Anyhow, the framework or library must be available in all cases at compile/link time: the "weak" option only affects the moment when the framework is first loaded at runtime. Thus, I don't think this is useful for you, since you would need anyway to include the framework in all of your projects, which is what you do not want.
As a side note, weak_linking is an option that mostly make sense when using features only available on newer SDK version (say, 4.3.2) while also supporting deployment on older SDK versions (say, 3.1.3). In this case, you rely on the fact that the newer SDK frameworks will be actually available on the newer deployment devices, and you conditionally compile in the features requiring it, so that on older devices they will not be required (and will not produce thus the attempt at loading the newer version of the framework and the crash).
To make things worse, GCC does not support a feature known as "auto-linking" with Microsoft compilers, which allow to specify which library to link by means of a #pragma comment in your source file. This could offer a workaround, but is not there.

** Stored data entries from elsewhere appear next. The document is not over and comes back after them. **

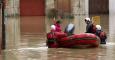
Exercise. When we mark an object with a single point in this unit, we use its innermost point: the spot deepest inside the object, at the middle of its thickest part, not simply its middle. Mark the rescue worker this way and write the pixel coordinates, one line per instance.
(90, 28)
(101, 34)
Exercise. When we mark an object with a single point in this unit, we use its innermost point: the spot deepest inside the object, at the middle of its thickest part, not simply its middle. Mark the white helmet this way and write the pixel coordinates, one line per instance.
(87, 19)
(53, 27)
(98, 27)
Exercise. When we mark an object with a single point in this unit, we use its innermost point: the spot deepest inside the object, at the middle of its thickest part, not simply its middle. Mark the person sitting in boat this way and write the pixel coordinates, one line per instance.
(69, 29)
(101, 34)
(57, 25)
(90, 28)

So, I am really sorry to have to say that you should use a different approach that could equally satisfy your needs:
remove the -ObjC flag;
split your static library in two or more parts according to their dependencies from external frameworks;
resort to including the source files directly.
Abour second part of your question, you can mark a linked framework as Optional :
About first part, it is not clear to me what you intend to do:
A library being declared in a project
A project declaring which files are compiled (via Target > Build phases > Compile sources)

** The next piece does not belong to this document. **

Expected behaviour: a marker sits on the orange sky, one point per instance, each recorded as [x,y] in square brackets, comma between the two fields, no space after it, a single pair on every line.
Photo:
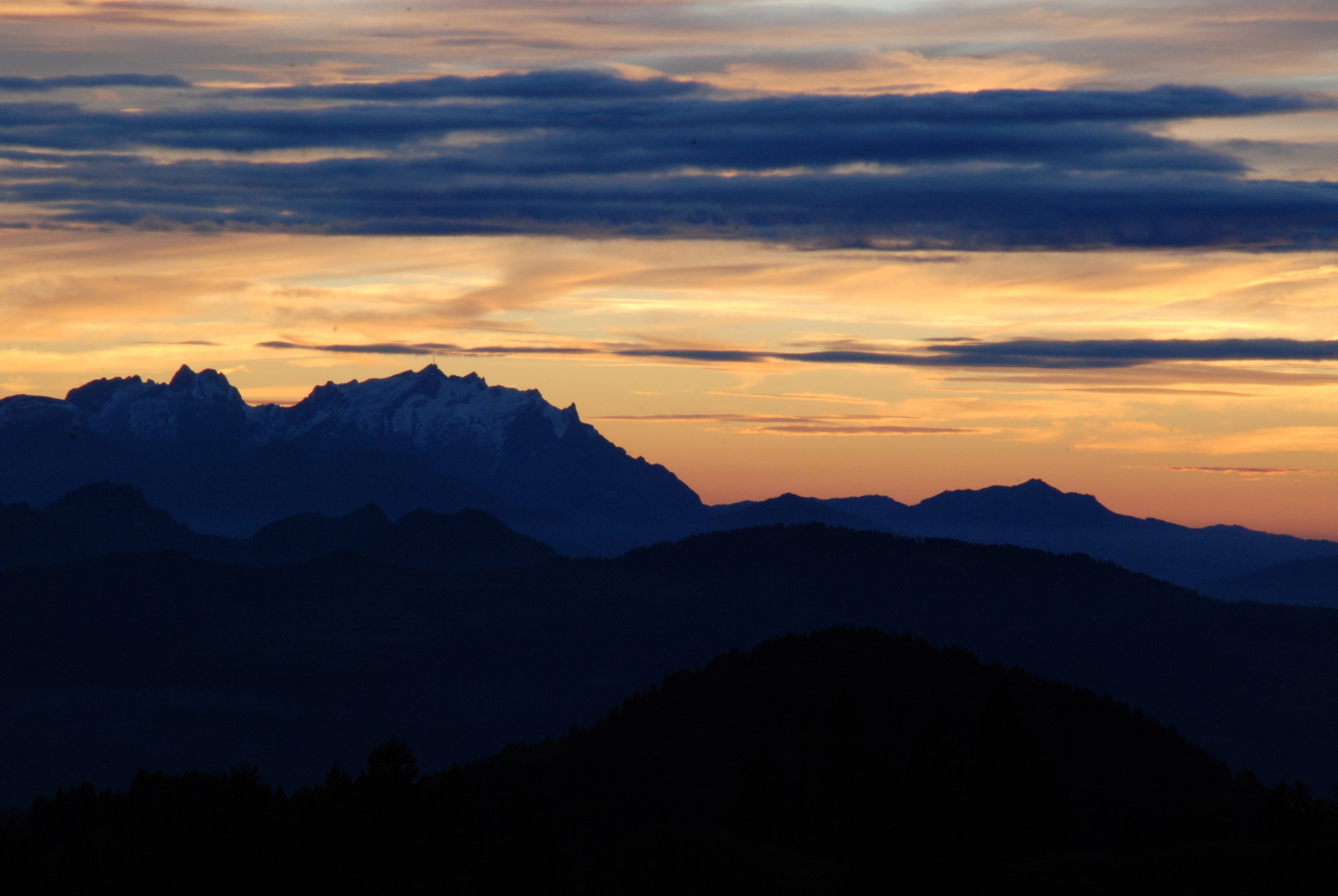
[1196,443]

Unless setting complex build rules to include or not files, which if I remember well can be done using .xcconfig files, I don't see any other solutions than splitting your Library. Which I would recommend, for its ease. You should even do several targets in the same project... You could also just use precompiler MACROS (#ifdef...) but that depends on what you want to do.
It sounds like you have library bloat. To keep things small I think you need to refactor your library into separate libraries with minimal dependencies. You could try turning on "Dead Code Stripping" in the "Linker Flags" section of the build target info (Xcode 3.x) to see if that does what you want (doesn't require frameworks used by classes that are dead-stripped.)
When you link against a framework on iOS I don't think that really adds any bloat since the framework is on the device and not in your application. But your library is still a bit bloated by having entire classes that never get used but are not stripped out of the library.
A static library is built before your app is compiled, and then the whole thing is linked into your app. There's no way to include some parts of the library but not others -- you get the whole enchilada.
Since you have the source code for the library, why not just add the code directly to each application? That way you can control exactly what goes into each app. You can still keep your generic classes together in the same location, and use the same code in both apps, but you avoid the hassle of using a library.